Last year, I met a math educator, Manan Khurma, who founded a math tutoring company in India called Cuemath, with 3,300 tutors. I asked whether I could, with a few colleagues, (carefully) try new ideas, to see what works for his thousands students across the world? Manan said yes, he was interested in anything empirically valid that made tutoring better.
Second, you need a “problem of practice.” We zoomed in on a common problem, familiar to many educators: student talk! Some kids, especially if confused, are reluctant to speak up, to share what they’re thinking. Common Core and the National Council of Teachers of Mathematics both emphasize the need for math discourse, but teacher training in this area hasn’t led to kids speaking up more.
How to change this?
My colleague Carol Yu wondered if a Fitbit type device — a “Talk Meter” — might help, or would it annoy kids, or teachers?
We started small, enlisting a few kids and tutors to try a prototype. An AI bot would patrol a tutorial, and then, roughly 20 minutes into a tutorial, a little box would pop up on the screen. It told teacher and student what the talk ratio was, just like a Fitbit offers your step count when you glance at it. If either party was talking too much, they’d adjust.
The early signals were promising! So we ran a rigorous randomized control trial with 742 Cuemath teachers, and enlisted some research help, from Stanford’s Dora Demszky. This is often a third step: Enlist a scholar to bolster your measurement efforts.

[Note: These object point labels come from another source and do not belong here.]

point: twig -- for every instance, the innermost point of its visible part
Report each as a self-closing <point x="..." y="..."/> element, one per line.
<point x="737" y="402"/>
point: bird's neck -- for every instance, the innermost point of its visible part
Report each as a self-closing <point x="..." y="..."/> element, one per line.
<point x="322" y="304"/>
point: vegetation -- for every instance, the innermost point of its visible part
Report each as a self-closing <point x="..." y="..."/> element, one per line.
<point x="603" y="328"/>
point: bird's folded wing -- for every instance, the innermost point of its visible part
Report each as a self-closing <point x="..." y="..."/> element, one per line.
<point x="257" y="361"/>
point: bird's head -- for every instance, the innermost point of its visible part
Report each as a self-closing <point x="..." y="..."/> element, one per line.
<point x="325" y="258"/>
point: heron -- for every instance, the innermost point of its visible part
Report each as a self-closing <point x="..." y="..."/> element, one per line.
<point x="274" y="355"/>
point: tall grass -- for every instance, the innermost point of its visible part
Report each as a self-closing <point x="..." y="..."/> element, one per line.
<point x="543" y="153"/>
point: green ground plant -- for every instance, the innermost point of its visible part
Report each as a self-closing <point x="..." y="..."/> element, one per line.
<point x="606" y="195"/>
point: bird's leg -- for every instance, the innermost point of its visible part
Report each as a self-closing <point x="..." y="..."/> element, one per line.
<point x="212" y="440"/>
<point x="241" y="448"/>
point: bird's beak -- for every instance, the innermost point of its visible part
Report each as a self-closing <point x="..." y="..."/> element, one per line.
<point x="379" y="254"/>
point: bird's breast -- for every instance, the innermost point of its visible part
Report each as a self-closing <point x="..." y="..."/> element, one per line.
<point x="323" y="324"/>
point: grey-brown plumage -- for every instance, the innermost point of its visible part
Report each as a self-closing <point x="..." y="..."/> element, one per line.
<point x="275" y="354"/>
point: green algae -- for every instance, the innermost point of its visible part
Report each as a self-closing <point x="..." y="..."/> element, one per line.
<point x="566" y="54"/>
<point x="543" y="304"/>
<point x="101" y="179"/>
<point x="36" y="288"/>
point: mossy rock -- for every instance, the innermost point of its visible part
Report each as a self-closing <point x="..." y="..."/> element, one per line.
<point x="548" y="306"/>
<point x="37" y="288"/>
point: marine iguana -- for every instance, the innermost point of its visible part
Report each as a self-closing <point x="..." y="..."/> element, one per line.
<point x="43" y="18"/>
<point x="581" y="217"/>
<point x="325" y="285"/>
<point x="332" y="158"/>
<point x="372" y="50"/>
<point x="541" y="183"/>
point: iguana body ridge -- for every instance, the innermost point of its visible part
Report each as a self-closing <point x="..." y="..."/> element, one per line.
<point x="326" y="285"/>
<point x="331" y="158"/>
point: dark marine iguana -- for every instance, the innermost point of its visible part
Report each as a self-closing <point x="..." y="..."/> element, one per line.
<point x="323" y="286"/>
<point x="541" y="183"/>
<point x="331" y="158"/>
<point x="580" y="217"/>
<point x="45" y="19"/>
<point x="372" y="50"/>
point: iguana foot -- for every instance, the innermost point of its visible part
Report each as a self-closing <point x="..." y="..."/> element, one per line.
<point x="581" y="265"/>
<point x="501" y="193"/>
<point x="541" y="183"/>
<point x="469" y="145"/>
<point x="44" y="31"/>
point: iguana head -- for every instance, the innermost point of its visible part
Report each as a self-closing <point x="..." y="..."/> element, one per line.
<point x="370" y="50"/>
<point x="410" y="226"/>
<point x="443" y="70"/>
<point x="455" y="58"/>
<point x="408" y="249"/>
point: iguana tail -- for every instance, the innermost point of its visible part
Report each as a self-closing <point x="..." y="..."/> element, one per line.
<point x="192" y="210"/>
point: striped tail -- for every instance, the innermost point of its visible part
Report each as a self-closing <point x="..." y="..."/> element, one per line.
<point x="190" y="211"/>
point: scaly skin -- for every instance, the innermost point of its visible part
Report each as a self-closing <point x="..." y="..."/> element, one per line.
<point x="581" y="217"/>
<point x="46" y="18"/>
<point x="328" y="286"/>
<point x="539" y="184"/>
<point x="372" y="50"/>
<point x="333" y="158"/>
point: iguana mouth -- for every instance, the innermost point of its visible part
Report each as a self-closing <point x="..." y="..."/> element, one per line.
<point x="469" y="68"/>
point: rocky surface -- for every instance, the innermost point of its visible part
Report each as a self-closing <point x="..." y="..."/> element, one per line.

The results were strong. In a forthcoming journal article, Dr. Demszky will describe the full experiment, but the punchline is student reasoning increased by 24%, and the talk ratio converged on 50-50 between kid and tutor — exactly what we wanted. Tutors asked better questions, and “built” on what kids said. Both students and tutors liked the Talk Meter (it led to lighthearted, warm interactions as well). Introverts particularly improved.
Fourth, you can layer experiments on top of one another. One we’re trying now is whether one-on-one coaching would build on TalkMeter success.
Should other programs build their own TalkMeters or tutor coaching efforts? That’s not our claim (though when I shared the TalkMeter result with friends leading other prominent tutoring organizations, several said “OMG — we should do this.”) There’s a key distinction that matters for scale. A technology intervention like TalkMeter is context specific. And a human intervention like coaching is talent specific.
I learned that lesson 14 years ago. We launched a teacher coaching program in New Orleans, with a wonderful educator named Erica. I enlisted Matt Kraft to measure it. He found large gains for teachers. Then we added coaches. The impact was diluted — a finding he wrote about here.
The point here is that high quality experiments, often in partnership with scholars, can help specific program models vault to greatness, as a way to counteract inevitable dilution at scale.
While we co-sign on the Guryan/Ludwig desire to “push” schools to do hard things, we also should make hard things easier, to have “good” impact by combining “great programs” with “merely solid” execution. (Of course, nothing can overcome shoddy execution).
That’s the only way this high-dosage tutoring movement will survive and expand.
Mike Goldstein is co-founder of the Math Learning Lab at Cuemath in India and the founder of Match Education in Boston.